This morning’s Chilcott appearance by Clare Short was every bit as rumbustious as you might expect. She blamed the military – rather than DFiD for the disastrous post-invasion reconstruction of Iraq. She accused Blair of “conning” her. And she claimed that Lord Goldsmith “misled” colleagues over the legality of the war.
Some of her descriptions of former comrades were a treat.
On Lord Boyce, former chief of the defence staff:
“He spent a lot of his life in submarines and it showed…he wasn’t a chatty sort of chap”.

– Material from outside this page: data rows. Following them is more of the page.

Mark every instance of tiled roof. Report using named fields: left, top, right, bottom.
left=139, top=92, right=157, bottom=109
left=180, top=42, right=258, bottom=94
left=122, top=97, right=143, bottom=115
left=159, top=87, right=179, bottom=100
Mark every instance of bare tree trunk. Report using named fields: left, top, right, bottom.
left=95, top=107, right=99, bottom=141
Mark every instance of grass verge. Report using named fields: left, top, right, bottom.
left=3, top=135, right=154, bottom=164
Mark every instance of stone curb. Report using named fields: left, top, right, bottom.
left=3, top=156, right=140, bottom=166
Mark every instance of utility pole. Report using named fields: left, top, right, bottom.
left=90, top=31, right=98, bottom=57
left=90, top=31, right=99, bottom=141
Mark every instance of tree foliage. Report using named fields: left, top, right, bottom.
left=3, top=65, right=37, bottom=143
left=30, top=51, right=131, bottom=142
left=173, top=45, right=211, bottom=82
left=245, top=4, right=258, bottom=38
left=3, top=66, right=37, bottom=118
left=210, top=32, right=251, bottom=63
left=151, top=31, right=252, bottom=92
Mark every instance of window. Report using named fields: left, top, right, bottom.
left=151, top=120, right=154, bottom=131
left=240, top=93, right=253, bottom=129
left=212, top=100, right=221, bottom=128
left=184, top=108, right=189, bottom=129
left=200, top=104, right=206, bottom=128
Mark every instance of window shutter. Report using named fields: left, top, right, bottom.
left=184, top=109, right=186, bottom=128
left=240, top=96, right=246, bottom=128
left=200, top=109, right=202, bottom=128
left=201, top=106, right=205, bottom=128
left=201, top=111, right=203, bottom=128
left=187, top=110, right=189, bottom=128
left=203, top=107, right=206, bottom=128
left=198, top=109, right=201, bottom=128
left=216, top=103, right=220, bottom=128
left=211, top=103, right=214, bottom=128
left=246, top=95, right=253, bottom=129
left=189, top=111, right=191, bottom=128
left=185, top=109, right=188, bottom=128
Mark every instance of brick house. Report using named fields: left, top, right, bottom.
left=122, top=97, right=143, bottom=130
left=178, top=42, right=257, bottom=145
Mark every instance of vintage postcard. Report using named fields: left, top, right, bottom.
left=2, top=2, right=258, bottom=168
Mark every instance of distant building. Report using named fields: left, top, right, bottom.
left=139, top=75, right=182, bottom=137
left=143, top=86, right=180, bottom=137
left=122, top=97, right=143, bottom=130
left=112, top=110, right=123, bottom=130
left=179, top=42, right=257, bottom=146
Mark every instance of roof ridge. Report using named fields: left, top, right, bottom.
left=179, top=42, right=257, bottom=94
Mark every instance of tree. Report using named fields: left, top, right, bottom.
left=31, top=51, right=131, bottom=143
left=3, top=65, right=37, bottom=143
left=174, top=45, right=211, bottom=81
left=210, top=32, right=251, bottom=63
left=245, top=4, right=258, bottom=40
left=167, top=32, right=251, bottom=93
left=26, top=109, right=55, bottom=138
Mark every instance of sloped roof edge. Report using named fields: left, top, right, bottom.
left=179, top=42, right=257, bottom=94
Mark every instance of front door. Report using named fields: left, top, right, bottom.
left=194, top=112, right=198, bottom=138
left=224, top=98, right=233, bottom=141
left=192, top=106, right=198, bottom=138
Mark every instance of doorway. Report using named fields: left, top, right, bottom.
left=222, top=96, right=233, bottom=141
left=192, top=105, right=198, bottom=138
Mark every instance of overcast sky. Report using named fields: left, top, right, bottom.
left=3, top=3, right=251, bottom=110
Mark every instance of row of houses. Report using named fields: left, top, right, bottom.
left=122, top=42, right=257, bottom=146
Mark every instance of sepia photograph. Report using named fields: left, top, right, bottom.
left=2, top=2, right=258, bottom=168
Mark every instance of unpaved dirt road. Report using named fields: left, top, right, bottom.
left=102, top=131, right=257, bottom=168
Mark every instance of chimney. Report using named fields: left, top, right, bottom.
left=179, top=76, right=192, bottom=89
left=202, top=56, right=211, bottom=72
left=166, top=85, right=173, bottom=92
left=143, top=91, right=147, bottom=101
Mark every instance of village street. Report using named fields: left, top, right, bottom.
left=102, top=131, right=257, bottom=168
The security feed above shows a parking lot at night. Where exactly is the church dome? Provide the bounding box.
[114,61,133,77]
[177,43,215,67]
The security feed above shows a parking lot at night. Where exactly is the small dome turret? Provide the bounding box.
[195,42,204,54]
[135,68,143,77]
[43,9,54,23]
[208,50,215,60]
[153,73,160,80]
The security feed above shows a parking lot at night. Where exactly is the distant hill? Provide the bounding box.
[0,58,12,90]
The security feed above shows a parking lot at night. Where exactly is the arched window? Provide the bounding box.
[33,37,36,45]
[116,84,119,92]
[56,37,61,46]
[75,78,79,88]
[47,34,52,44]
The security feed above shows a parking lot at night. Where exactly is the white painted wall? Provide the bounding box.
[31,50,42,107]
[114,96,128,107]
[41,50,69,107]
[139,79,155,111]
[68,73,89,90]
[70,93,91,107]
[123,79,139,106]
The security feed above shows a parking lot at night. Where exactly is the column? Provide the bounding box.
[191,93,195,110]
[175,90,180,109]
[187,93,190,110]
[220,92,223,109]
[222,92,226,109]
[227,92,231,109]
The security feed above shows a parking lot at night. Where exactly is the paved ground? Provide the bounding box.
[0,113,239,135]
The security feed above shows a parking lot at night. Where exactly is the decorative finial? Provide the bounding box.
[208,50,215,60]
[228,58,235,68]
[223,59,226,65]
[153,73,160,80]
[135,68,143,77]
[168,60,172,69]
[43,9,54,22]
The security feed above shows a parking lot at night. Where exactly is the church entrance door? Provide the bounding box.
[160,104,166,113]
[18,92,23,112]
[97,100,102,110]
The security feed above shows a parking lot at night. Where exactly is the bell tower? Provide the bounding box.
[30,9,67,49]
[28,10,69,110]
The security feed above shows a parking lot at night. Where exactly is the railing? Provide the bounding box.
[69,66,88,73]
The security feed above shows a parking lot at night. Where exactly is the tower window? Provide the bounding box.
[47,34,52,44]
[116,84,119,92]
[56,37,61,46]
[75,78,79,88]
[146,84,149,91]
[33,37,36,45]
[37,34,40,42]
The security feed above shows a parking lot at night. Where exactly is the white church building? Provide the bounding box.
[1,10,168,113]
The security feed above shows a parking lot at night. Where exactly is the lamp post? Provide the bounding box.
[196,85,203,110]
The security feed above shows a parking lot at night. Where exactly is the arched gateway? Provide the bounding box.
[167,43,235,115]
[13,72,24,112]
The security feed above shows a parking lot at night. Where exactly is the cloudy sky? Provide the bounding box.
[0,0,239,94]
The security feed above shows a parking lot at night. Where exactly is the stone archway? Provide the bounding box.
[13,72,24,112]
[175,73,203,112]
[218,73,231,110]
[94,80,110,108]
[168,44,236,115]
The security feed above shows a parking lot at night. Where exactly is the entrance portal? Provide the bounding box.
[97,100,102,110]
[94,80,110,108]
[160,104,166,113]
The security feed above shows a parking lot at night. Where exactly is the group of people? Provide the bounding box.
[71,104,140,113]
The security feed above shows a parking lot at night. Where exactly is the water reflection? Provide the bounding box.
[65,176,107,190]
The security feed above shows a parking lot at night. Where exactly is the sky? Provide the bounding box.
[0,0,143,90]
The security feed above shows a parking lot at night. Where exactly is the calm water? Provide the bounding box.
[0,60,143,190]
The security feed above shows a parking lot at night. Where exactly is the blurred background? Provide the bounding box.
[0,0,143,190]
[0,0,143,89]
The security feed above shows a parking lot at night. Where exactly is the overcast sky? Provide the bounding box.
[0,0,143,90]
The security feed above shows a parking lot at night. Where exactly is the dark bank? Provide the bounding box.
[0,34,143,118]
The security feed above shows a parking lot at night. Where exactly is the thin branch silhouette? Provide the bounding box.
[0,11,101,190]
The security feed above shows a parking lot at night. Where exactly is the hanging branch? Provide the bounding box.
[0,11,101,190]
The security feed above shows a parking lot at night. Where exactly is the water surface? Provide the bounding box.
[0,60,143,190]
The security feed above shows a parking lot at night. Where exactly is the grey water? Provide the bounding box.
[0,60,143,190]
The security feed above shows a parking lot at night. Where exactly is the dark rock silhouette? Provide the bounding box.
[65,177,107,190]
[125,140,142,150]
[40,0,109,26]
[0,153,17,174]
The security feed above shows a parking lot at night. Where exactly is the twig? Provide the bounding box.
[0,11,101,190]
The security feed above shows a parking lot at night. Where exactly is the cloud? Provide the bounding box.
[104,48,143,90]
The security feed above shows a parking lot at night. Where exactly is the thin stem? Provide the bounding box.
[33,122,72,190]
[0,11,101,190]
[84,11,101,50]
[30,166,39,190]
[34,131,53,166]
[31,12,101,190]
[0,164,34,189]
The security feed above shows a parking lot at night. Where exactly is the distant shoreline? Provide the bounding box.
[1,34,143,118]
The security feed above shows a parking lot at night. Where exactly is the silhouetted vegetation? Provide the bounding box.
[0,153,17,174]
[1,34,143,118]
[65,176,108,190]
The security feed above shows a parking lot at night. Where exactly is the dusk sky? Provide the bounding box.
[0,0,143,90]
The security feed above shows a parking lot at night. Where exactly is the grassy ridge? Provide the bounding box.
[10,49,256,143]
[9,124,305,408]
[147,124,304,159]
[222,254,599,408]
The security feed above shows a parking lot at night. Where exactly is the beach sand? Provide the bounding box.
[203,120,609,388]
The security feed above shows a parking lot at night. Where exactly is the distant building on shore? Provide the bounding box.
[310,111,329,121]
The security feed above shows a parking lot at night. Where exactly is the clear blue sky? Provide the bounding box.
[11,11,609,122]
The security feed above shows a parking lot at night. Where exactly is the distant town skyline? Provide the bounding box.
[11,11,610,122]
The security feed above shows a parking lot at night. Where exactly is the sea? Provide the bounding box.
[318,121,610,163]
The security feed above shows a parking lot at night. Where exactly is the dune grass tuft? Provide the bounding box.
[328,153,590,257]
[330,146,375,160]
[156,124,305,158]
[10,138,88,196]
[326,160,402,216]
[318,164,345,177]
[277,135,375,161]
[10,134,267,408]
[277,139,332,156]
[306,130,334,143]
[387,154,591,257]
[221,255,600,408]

On Lord Goldsmith, former attorney-general:
“He was put into House of Lords by Blair, put in Government by Blair, he was a commercial lawyer, excluded and then let in if he said the right thing.”
On Gordon Brown:
“Brown was pushed out and marginalised at the time and having cups of coffee with me and saying ‘Tony Blair is obsessed with his legacy and he thinks he can have a quick war and then a reshuffle etc’.”
On her own importance:
“I was still hoping to reunite the international community.”
As Paul Waugh points out, Short wasn’t the most popular of ministers:
As one former cabinet colleague recalls:
“We did indeed all hush Clare at Cabinet because she drove us all mad with her droning on. A particular highlight was the day she gave us a protracted lesson on the exact length of the pipes needed to rebuild Basra. As ever, when it comes to Iraq, she is the hero of her own story.”